Diretor da Faculdade de Relações Internacionais da Universidad Internacional de Ecuador (UIE), Arturo Moscoso qualificou o atentado como algo "terrível" e uma “amostra da penetração do narcotráfico e do crime organizado no país". "Se nem mesmo um candidato à Presidência pode estar a salvo, o que diremos dos cidadãos?", questionou ao Correio, por telefone. Ele advertiu que o crime corrói a confiança nas instituições de Estado e no sistema político. "Villavicencio terá que ser substituído por outro candidato. Isso poderia incidir um pouco em beneficiar o correísmo (os simpatizantes do ex-presidente Rafael Correa). Villavicencio sempre foi muito combativo com o correísmo", ressaltou.
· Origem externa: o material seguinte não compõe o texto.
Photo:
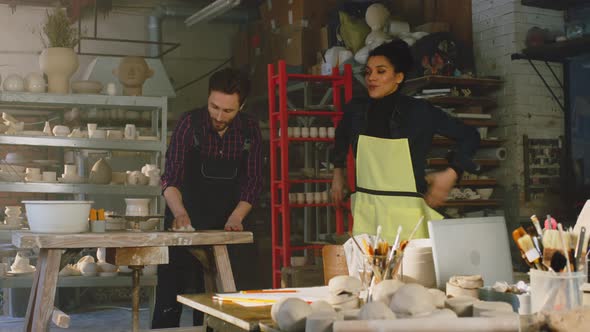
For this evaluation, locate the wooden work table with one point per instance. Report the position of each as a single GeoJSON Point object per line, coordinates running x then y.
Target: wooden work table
{"type": "Point", "coordinates": [238, 317]}
{"type": "Point", "coordinates": [129, 248]}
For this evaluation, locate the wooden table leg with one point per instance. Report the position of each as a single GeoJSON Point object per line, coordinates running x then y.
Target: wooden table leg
{"type": "Point", "coordinates": [41, 260]}
{"type": "Point", "coordinates": [225, 277]}
{"type": "Point", "coordinates": [43, 307]}
{"type": "Point", "coordinates": [135, 296]}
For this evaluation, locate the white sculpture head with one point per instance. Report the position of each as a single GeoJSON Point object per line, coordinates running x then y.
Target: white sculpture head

André Benavides, advogado constitucionalista baseado em Quito, afirmou à reportagem que se sente “consternado” pela situação enfrentada pelo Equador. “Duas semanas atrás, mataram um prefeito. Hoje, matam um candidato presidencial”, lamentou. “Villavicencio teve a valentia de confrontar as máfias, e o fez de uma maneira muito frontal. Creio que esse tipo de discurso e a retórica que adotava em seus comícios lhe custaram a vida.” Segundo ele, Villavicencio não estava entre os candidatos favoritos nas eleições gerais antecipadas de 20 de agosto. “Ele se despontava nas pesquisas, mas nada garantia que fosse para o segundo turno.”